El propio Steiner escribiría por esas fechas para The New Yorker cómo "para cientos de millones de hombres y mujeres del planeta, el por desgracia célebre clímax de la visión de Orwell, ´si queréis una imagen del futuro, imaginad una bota pisoteando una cara humana´, no es tanto una profecía como una imagen banal del presente".

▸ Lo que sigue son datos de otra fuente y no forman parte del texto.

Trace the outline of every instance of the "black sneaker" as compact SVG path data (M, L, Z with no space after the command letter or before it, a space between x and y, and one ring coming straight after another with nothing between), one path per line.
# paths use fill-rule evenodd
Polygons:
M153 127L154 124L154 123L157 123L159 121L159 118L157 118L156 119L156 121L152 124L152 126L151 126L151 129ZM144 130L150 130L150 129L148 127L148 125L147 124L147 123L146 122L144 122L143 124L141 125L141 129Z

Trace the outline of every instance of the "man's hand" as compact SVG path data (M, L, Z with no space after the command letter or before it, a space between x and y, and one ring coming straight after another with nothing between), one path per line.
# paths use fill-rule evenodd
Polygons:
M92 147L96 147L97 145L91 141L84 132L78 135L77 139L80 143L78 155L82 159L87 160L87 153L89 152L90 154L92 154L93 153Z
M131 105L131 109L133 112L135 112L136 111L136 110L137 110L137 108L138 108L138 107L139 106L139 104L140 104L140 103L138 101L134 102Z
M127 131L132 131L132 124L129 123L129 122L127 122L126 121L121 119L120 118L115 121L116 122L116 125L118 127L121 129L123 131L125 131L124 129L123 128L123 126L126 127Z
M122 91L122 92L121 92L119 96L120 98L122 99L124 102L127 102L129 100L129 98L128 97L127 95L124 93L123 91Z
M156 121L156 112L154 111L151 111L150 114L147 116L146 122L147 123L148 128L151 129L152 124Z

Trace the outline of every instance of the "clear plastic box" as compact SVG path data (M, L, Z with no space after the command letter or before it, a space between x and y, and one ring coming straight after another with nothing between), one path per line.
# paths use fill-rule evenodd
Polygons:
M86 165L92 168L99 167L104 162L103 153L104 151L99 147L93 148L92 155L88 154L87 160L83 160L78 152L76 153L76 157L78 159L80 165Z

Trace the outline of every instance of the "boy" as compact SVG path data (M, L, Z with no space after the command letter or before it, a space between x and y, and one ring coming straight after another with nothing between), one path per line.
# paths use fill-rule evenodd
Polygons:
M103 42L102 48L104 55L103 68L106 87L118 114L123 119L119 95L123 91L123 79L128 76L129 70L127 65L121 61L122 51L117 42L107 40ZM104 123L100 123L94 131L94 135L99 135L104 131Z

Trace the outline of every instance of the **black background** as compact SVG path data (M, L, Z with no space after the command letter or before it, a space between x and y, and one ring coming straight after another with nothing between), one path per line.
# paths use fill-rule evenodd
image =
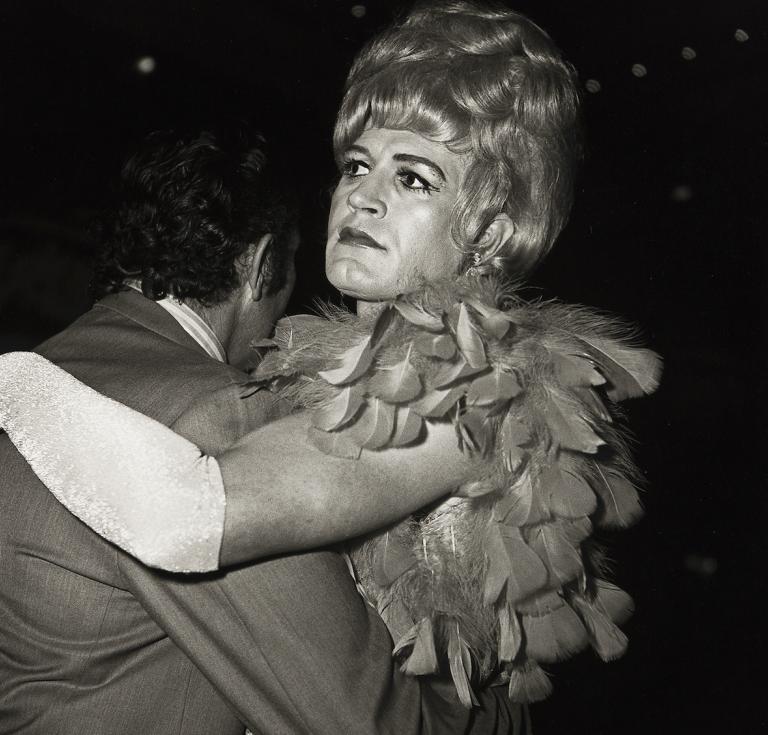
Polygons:
M362 7L0 4L0 350L31 347L88 308L88 225L131 145L224 115L255 117L308 193L291 308L332 295L322 250L334 113L354 53L403 4ZM618 312L666 361L657 395L629 409L647 515L612 542L616 579L637 603L630 650L610 665L584 654L553 667L536 733L764 732L768 8L513 7L601 86L584 93L574 214L529 293ZM137 70L143 56L153 73Z

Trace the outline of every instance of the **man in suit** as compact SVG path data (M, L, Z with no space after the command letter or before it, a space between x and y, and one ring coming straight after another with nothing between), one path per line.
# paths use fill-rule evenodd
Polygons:
M215 454L281 415L243 395L293 285L290 208L247 136L154 137L123 171L91 311L39 352ZM212 400L218 396L220 400ZM200 410L204 406L204 410ZM94 448L98 451L98 448ZM506 732L402 675L341 557L148 569L90 531L0 437L0 732Z

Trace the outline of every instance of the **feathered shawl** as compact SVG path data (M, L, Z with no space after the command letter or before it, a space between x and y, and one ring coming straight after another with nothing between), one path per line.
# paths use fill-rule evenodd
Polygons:
M626 333L583 307L459 279L375 318L282 319L254 376L313 411L324 452L354 459L450 421L485 459L482 477L350 551L403 670L447 666L466 706L488 683L536 701L551 690L540 664L626 649L632 600L602 578L590 538L642 512L614 402L652 392L660 360Z

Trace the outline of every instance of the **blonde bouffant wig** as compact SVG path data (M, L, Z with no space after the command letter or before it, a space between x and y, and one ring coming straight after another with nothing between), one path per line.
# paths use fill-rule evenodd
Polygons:
M422 4L376 36L347 78L337 159L366 127L411 130L469 154L452 235L481 273L524 276L565 225L581 152L576 75L519 13ZM500 214L514 233L485 247Z

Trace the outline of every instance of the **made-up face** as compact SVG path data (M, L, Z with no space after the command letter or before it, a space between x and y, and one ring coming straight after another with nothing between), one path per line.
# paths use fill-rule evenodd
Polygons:
M369 128L344 152L325 272L362 301L391 299L459 272L451 214L467 161L408 130Z

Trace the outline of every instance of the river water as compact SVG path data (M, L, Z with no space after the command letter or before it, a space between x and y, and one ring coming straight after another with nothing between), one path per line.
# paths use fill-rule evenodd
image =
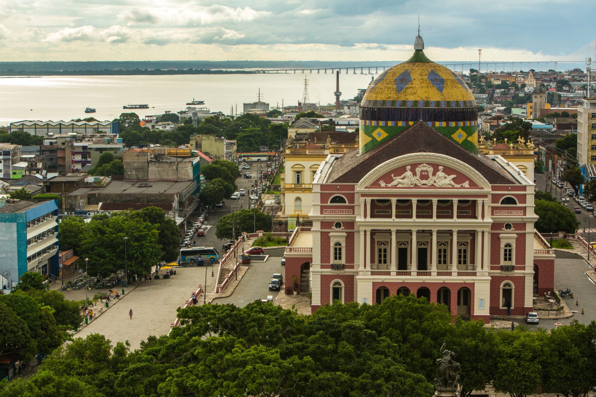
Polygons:
M93 116L111 120L123 112L163 114L184 110L194 98L212 111L242 112L243 102L254 102L260 89L271 107L297 105L302 98L305 74L191 74L177 76L44 76L0 78L0 126L25 120L60 120ZM376 77L376 75L373 75ZM311 102L335 102L336 75L307 73ZM366 88L371 75L340 74L342 99L353 98ZM128 104L147 104L149 109L125 110ZM95 113L85 114L86 107ZM235 111L235 110L234 110Z

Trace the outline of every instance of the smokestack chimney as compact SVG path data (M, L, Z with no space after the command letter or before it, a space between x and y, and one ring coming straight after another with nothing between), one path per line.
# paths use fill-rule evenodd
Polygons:
M340 73L341 70L338 70L337 74L336 75L336 92L333 93L333 95L336 96L336 110L339 110L339 97L342 95L339 90L339 74Z

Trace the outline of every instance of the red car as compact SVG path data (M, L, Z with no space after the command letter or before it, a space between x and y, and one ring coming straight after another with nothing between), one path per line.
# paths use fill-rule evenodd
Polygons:
M245 251L244 254L248 254L249 255L263 255L265 254L265 251L260 247L251 247Z

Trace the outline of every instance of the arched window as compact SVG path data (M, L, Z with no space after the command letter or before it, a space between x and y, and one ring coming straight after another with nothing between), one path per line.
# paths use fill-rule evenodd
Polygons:
M330 204L345 204L347 202L343 196L334 196L329 201Z
M342 243L336 242L333 245L333 261L334 263L341 263L342 258L343 257L343 247Z
M447 250L448 249L447 243L442 241L437 245L437 264L439 265L447 265Z
M299 197L294 199L294 211L302 211L302 199Z
M501 308L513 308L515 287L510 281L504 281L501 285Z
M513 246L507 243L503 246L503 264L510 265L513 263Z
M379 265L387 264L387 254L389 245L386 242L380 241L377 244L377 263Z
M340 301L343 303L343 284L342 282L336 280L332 282L331 290L331 302Z
M499 204L501 205L517 205L517 201L511 196L508 196L507 197L504 197L501 200Z
M457 245L457 264L468 264L468 243L460 243Z

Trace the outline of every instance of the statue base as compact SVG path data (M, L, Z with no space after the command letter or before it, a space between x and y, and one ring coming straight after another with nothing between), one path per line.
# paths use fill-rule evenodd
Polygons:
M435 390L433 397L460 397L460 390Z

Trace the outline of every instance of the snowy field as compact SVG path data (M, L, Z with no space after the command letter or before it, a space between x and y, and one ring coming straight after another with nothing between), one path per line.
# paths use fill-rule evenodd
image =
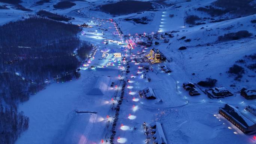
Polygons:
M97 49L94 56L88 59L86 64L81 66L80 79L51 84L31 96L28 101L19 104L19 111L23 111L30 121L28 129L22 134L16 144L110 144L115 113L113 108L121 99L124 81L127 85L116 123L115 144L144 143L146 137L141 125L144 122L149 125L155 121L162 124L168 144L256 143L252 135L245 135L218 114L219 107L226 103L242 109L255 103L255 100L246 100L237 92L243 87L255 89L256 79L248 76L255 75L255 72L248 71L241 82L234 80L226 73L237 60L246 55L256 53L256 41L253 37L256 31L250 22L255 15L189 27L184 25L185 12L199 4L208 5L214 0L168 0L176 6L162 6L162 8L157 10L114 18L103 12L89 10L102 4L101 1L88 1L91 3L75 1L75 6L64 10L54 10L52 3L30 7L34 10L31 12L12 8L0 10L0 17L4 18L1 18L1 25L21 16L25 18L28 14L34 14L35 11L41 9L72 16L75 18L71 21L73 24L85 22L92 26L83 28L79 36L82 40L94 45ZM33 3L29 1L24 4L28 6ZM181 7L177 8L177 6ZM192 10L191 13L201 17L209 16L201 12ZM174 14L173 17L169 16L170 14ZM152 21L148 24L142 24L124 20L143 16L151 17ZM110 19L114 21L106 20ZM232 29L223 30L231 25L234 25ZM163 39L154 39L151 47L146 48L132 44L134 49L131 49L128 48L129 42L125 42L128 40L125 38L127 37L121 34L118 27L124 35L133 34L129 38L131 40L135 39L136 33L163 33L160 35L173 30L179 31L173 33L174 37L170 38L168 43L164 43ZM218 36L241 30L252 33L253 37L216 42ZM185 42L179 39L183 36L191 41ZM159 45L154 45L156 41ZM187 49L178 50L182 46ZM148 53L153 48L164 53L170 62L151 65L147 62L135 62L135 59L139 56L137 54L138 52ZM104 52L109 54L107 58L102 58ZM121 53L121 58L114 58L114 53ZM172 73L167 74L161 71L160 68L163 65L170 67ZM96 68L90 68L92 66ZM150 68L148 72L142 69L143 66ZM128 69L130 71L127 73ZM141 77L142 74L143 79ZM234 96L210 99L202 91L206 88L200 87L201 95L192 97L182 87L183 83L197 83L209 77L217 79L216 86L226 87ZM232 84L236 87L230 86ZM139 96L139 91L147 87L153 89L156 99ZM96 91L100 90L103 94L88 94L95 88L100 88Z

En el paisaje austriaco de su infancia, recuerda Steiner en Errata, “el odio a los judíos flotaba en el ambiente. De ese respirar en “un mundo convertido en col hervida”, proviene quizá la capacidad de Steiner para encontrar en el aire las señales de su tiempo. Enredados constantemente en una urdimbre de crisis que nos flagela, para usar sus palabras, Steiner fue capaz de sospechar el ansia de absoluto que aguardaba. Así no alcanzara a ver, en aquel lejano 1974, la magnitud de la barbarie que hoy asola al mundo entero.
 

1984 fue terminada en noviembre de 1948. De hecho, el título es un juego de números. "Conforme trabajaba con su novela, Orwell llegó a ver el mero acto de escribir como una de las postreras posibilidades de resistencia humana", cuenta Steiner, en lo que bien pudiera ser aplicado sobre él mismo. Sobre alguien que, como dijera alguna vez Levinas sobre Husserl, sigue representando, aun  en días aciagos como los que corren, la estoica confianza en la razón.

Un profesor. Un genuino rabinonim. Raíz hebraica, recuerda Steiner, de la palabra profesor. “La profesión más enorgullecedora y, al mismo tiempo, la más humilde que existe".

 

Este texto apareció originalmente en el Diario La Crónica de Hoy, editado en la Ciudad de México, el miércoles 24 de febrero de 2016.